The Descent of Greatness

The descent of greatness is the true American tragedy.

One morning, five years ago, a rumbling was heard that wrinkled the gossamer of reality like a crunched plastic wrapper. Rolled into the film's flimsy folds were ash and glass, dust and death. Shock and sadness spilled from the shadows of its sharp, crumpled peaks.

Is this the ground where greatness stood?

We let the image of the horror of that morning wash over our emotions for days. For some, the tragedy endures, an unwelcome specter that never finds the bright light of the World to Come.

For others, the deaths that day are a fading memory, the decaying fringe of a sun-bleached September dress left on a dusty street long ago.

It is sad that television makes revisiting tragedy so easy, so cheap. They've taken that crumpled skin which once held a portrait of reality and stretched it before our eyes again and again.
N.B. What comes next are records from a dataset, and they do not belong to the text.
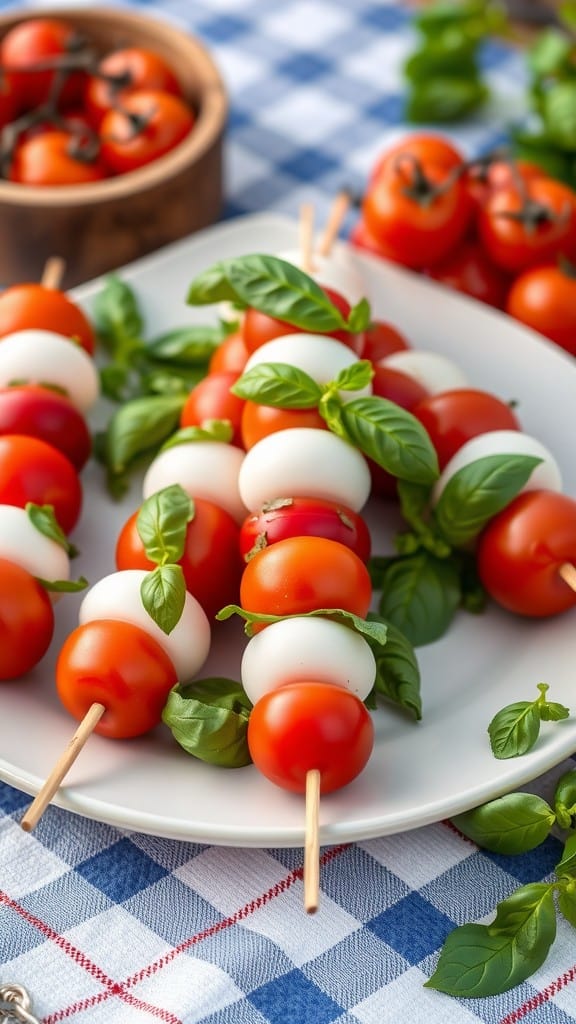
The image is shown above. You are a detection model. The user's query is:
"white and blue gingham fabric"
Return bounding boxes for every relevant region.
[0,0,576,1024]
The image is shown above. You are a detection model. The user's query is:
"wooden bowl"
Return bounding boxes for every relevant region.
[0,7,228,288]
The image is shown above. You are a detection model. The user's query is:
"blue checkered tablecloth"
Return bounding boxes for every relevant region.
[0,0,576,1024]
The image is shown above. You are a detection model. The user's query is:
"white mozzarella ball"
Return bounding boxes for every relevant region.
[0,330,99,413]
[238,427,371,512]
[244,334,372,401]
[0,505,70,600]
[278,243,366,306]
[433,430,562,503]
[378,348,469,394]
[79,569,210,682]
[142,441,247,522]
[240,616,376,703]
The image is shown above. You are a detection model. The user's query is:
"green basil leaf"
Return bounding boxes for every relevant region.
[140,564,186,635]
[320,396,438,484]
[452,793,556,855]
[162,678,252,768]
[25,502,78,558]
[366,613,422,722]
[378,552,460,647]
[488,700,540,761]
[425,883,556,998]
[106,395,186,474]
[435,455,542,547]
[136,483,195,565]
[231,362,322,409]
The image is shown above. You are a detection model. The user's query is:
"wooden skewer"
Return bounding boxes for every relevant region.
[20,703,106,831]
[40,256,66,290]
[318,189,351,256]
[304,768,320,913]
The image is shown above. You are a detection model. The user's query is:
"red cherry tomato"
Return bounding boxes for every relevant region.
[240,537,372,618]
[0,558,54,680]
[248,681,374,794]
[241,288,364,355]
[56,620,177,739]
[240,401,328,451]
[506,265,576,355]
[240,498,371,562]
[0,384,92,471]
[99,89,195,174]
[0,284,95,355]
[0,434,82,534]
[478,490,576,617]
[411,388,522,469]
[180,371,244,446]
[116,498,243,618]
[84,46,182,128]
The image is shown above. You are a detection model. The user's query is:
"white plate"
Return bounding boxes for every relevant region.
[0,214,576,847]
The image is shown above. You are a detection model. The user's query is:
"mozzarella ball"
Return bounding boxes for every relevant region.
[244,334,372,401]
[0,329,99,413]
[378,348,469,394]
[0,505,70,600]
[433,430,562,503]
[79,569,210,682]
[240,615,376,703]
[142,441,245,522]
[238,427,371,512]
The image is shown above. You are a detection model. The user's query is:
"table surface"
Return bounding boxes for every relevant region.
[0,0,576,1024]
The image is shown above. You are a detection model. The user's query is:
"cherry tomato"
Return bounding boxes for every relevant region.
[477,490,576,617]
[99,89,195,174]
[0,17,85,109]
[180,371,244,446]
[241,288,364,354]
[208,331,250,376]
[362,154,472,269]
[362,319,411,364]
[506,265,576,355]
[9,129,107,185]
[411,388,522,469]
[84,46,182,128]
[478,177,576,273]
[0,284,95,355]
[428,239,511,309]
[116,498,243,618]
[0,434,82,534]
[240,498,371,562]
[0,384,92,471]
[248,681,374,794]
[56,618,177,739]
[240,537,372,618]
[0,558,54,680]
[240,401,328,451]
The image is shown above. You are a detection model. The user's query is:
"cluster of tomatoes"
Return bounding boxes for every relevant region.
[0,17,195,185]
[351,134,576,354]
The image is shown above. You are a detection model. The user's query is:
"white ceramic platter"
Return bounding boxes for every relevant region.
[0,214,576,847]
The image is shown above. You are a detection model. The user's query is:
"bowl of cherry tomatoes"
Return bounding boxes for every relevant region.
[0,7,228,288]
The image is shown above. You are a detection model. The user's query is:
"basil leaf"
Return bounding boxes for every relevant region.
[25,502,78,558]
[452,793,556,855]
[101,395,186,474]
[424,883,556,998]
[378,552,460,647]
[162,678,252,768]
[435,455,542,547]
[320,396,438,484]
[140,564,186,635]
[366,613,422,722]
[136,483,194,565]
[231,362,322,409]
[488,700,540,761]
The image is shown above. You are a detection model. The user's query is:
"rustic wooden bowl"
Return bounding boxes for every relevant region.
[0,7,228,288]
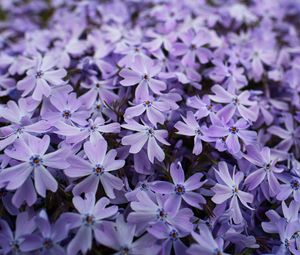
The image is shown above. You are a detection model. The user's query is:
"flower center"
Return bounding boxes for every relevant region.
[10,240,20,253]
[195,128,201,135]
[229,127,239,134]
[214,249,222,255]
[206,104,213,111]
[232,186,239,196]
[83,215,95,226]
[191,44,197,50]
[141,183,148,190]
[146,128,154,137]
[284,239,290,248]
[43,238,53,249]
[144,100,152,107]
[30,155,43,167]
[62,110,71,119]
[291,180,300,190]
[121,247,129,255]
[35,71,44,79]
[175,184,185,195]
[169,229,178,240]
[264,162,272,172]
[232,97,240,105]
[157,209,167,221]
[93,164,104,176]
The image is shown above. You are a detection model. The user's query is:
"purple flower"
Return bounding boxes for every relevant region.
[212,161,253,224]
[0,212,36,255]
[65,139,125,198]
[128,192,192,232]
[187,224,229,255]
[122,120,170,163]
[95,215,159,255]
[0,135,69,206]
[209,85,258,122]
[17,54,67,101]
[268,114,300,155]
[204,118,257,154]
[120,56,167,99]
[244,145,284,196]
[124,96,171,127]
[42,92,90,126]
[148,223,188,255]
[54,117,120,144]
[25,211,67,255]
[174,112,203,155]
[60,193,118,255]
[151,162,206,210]
[171,29,212,66]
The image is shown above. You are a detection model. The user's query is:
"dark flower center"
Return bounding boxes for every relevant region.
[141,183,148,190]
[206,104,213,111]
[191,44,197,50]
[93,164,104,176]
[63,110,71,119]
[35,71,44,79]
[157,209,167,221]
[195,128,201,135]
[144,100,152,107]
[43,238,53,249]
[121,247,129,255]
[291,180,300,190]
[10,240,20,253]
[169,230,178,240]
[175,184,185,195]
[284,239,290,248]
[147,128,154,136]
[264,162,271,171]
[214,249,222,255]
[84,215,95,225]
[232,97,240,105]
[229,127,238,134]
[30,155,43,167]
[232,186,239,195]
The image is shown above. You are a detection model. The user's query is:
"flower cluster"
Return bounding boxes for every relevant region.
[0,0,300,255]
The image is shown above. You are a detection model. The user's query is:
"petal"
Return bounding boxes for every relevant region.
[72,192,95,214]
[119,68,142,86]
[147,136,165,163]
[226,134,241,154]
[83,139,107,164]
[34,167,58,197]
[122,132,148,154]
[151,181,175,194]
[73,174,99,196]
[170,163,184,184]
[244,168,266,190]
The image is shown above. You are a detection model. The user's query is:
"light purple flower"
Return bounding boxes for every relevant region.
[55,117,120,144]
[209,85,258,122]
[174,111,203,155]
[187,224,229,255]
[120,56,167,99]
[17,54,67,101]
[212,161,253,224]
[151,162,206,210]
[65,139,125,198]
[60,193,118,255]
[122,120,170,163]
[243,145,284,196]
[0,135,69,205]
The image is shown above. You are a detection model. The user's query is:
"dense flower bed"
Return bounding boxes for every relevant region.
[0,0,300,255]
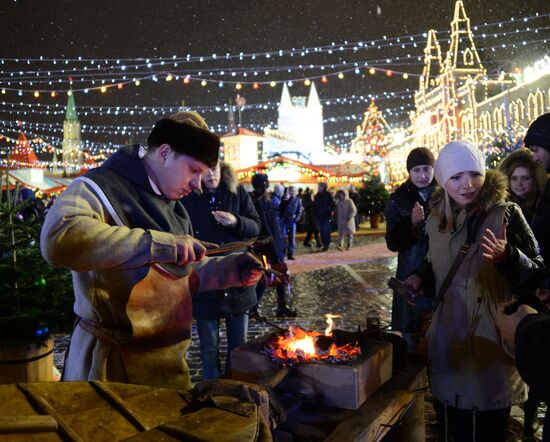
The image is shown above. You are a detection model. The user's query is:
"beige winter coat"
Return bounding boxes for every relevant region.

Every time they do, the dust from its folds explodes and blankets lower Manhattan once more.

We call those images "9/11," and now named, they can be recalled with the cold detachment of a record captured on film, tape and computer drive.


The constant replay is good. It helps us remember.

But emotionally, I watch the tragedy through the imperfect lenses of an old spyglass; so distorted have they become! Like and old dollar bill that's been chummy with the lint of too many pockets, holding up images or invoking memories of 9/11, whether by the press or politicians, is symbolism that's value is so destroyed by abuse it is no longer recognizable.

I want to go back.

I want to be there again on that clear Manhattan morning. And after it's over, I want to sweep away the wrinkled reality with the rest of the debris so I can see America's future more clearly.

I want to be there and raise my eyes to the blue sky and rebuke the fear and despair, because I know the only way to dispel the darkness is to be a source of light. That is how America's greatest tragedy becomes her greatest triumph.

There is always a way.

Even now, when there is still a hole in New York and soldiers continue dying overseas, if you stand in a place of progress, of creating a better country and a safer world, we will ascend again. It is what America really wants - to be fearlessly great and a beacon to the world once more. Lift your lamps and you will light not only your own path, but the way for all those around you. We all move forward together. E pluribus unum. Long live the republic!